JERUSALEM HAS TAUGHT ME
By Fr. Rafiq Khoury
*Excerpted from Saliba Sarsar, ed. What Jerusalem Means to Us: Christian Perspectives and Reflections. North Bethesda, MD: Holy Land Books/Noble Book Publishing Incorporated, 2018.
**Father Rafiq Khoury was born in the Palestinian Christian village of Taybeh. A renowned Palestinian theologian and preacher, he specializes in Pastoral Theology and Catechism with the Patriarchal Diocese of Jerusalem. He holds a Ph.D. from the Lateran University in Rome, serves as a board member of the Al-Liqa’ Center for Religious and Heritage Studies in the Holy Land, and was the Secretary General of the Synod of the Catholic Churches of the Holy Land. Most of his writings are in Arabic, but among the titles of his works in English are “The History of Jerusalem: A Christian Perspective,” “The Palestinian People as a Theological Issue,” “Jesus Christ in Christian Faith,” “Identity: Meaning, Components, and Dimensions,” “The Theological Implications of the Current Situation in the Holy Land: From the Point of View of a Christian Palestinian,” “The Conflict of Narratives: From Memory to Prophecy,” “Living with the Cross,” Christian Theology in the Palestinian Context (edited with Rainer Zimmer-Winkel), and Noonday Stars (translated from Arabic by Saliba Sarsar).
Jerusalem has taught me that I can be a human being only with other human beings, that I can only be a Christian with other Christians, that I am a believer only with other believers.
Jerusalem has taught me to reconcile myself with my own memory without denying the memory of the other, to be attached to my Holy Places without excluding the Holy Places of the others. Jerusalem has taught me even to consider the Holy Places of the others as my own Holy Places and the feasts of the others as my own feasts.
Jerusalem has taught me that the world is a beautiful mosaic, one but with a variety of colors. Jerusalem has taught me the harmony between the one and the diverse. The one and the multiple are neither contradictory nor exclusive but that the one supposes the multiple and that the multiple is a prerequisite of the one.
Jerusalem has taught me that life is made of giving and receiving, where everyone has something to give and something to receive. What I give enriches the other and what I receive enriches me. It is between this giving and receiving that my humanity is shaped.
Jerusalem has taught me that my identity is not closed, but open, and that it is only completed if it is enriched by the identity of the other.
Jerusalem has taught me that peace and justice are inseparable. Both are divine predicates. To look for peace without justice is to cover flagrant injustices with a beautiful word.
Jerusalem has taught me that ecumenism, interreligious dialogue, and the dialogue of cultures and peoples place us, on the one hand, with our weaknesses and our sins and, on the other, with our responsibilities and our immense possibilities.

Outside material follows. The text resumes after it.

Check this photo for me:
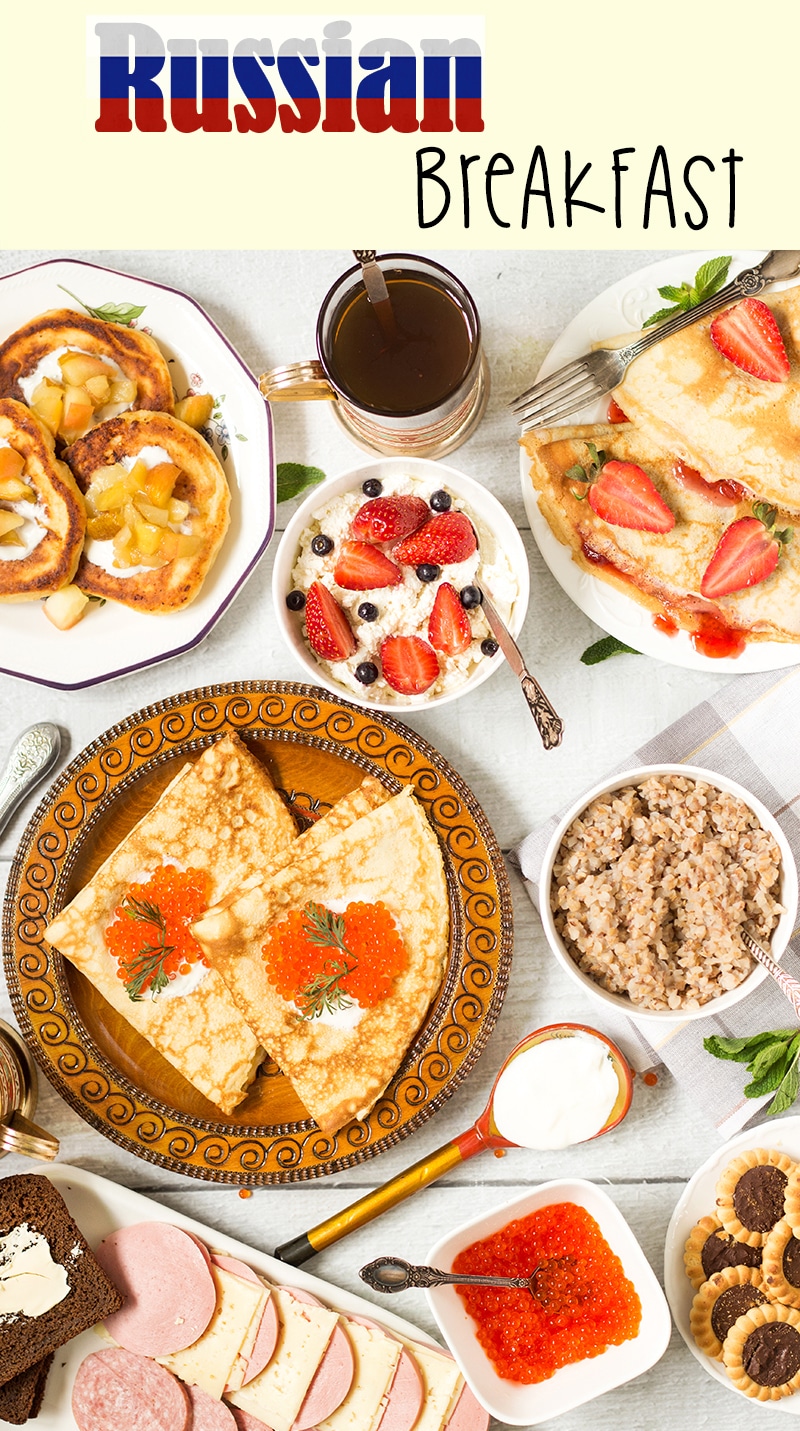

Hence, they place us in front of our humanity. And Jerusalem is the proper place of it.
Jerusalem has taught me to enlarge the spaces of my conscience to become a universal conscience, without any borders and walls. I breathe in the universal, in order not to suffocate.
Jerusalem has taught me that relationship is a process of life or death, a Paschal process par excellence. In Jerusalem, one cannot live without dying, dying to the destructive aspects of our humanity to enable the energies of life in us.
Jerusalem has taught me that the relation with the other is decisive to build up my humanity. But Jerusalem has taught me also that this relation is a crucified one and that relation in an unfulfilled project, which demands from us a continuous spiritual struggle.
Jerusalem has taught me that love is essential for building up a human world and that love is always a crucified and unachieved reality, which can survive only by purifying itself incessantly.
Jerusalem has taught me to cross the borders of its quarters to meet on the other side with a hidden aspect of my humanity without which I remain unachieved. Jerusalem has taught me to transform walls into bridges.
Jerusalem has taught me that God is in every atom of its space and that God is not a tribal or a confessional God, but a merciful one, friend of every human being, of all human beings. Jerusalem has taught me that God is my way to humanity and humanity is my way to God.
Jerusalem has taught me to serve God, not to use Him, to do His will, not to submit Him to my instincts, to elevate myself to the highness of His holiness and not to lower Him to the misery of my sins.
Jerusalem has taught me that time and eternity are not contradictory. I tend towards eternity without forgetting my commitment in time, and I commit in time without forgetting eternity. Time and eternity are the two inseparable and complementary faces of human existence.
Jerusalem has taught me that the triangle that shapes our human identity is God – myself – the other. The three parts of this triangle are linked organically with each other. To aggress against one is to aggress against them all. I do not exist without the other and neither of us without God.
Jerusalem has taught me to look for the energies of life in me and around me to enhance them and to discover the forces of death in me and around me to fight them.
Jerusalem has taught me that the mystery of life is enclosed in an empty tomb, where lies the body of Who destroyed in his own body the dividing wall that separates the two communities so as to create one community.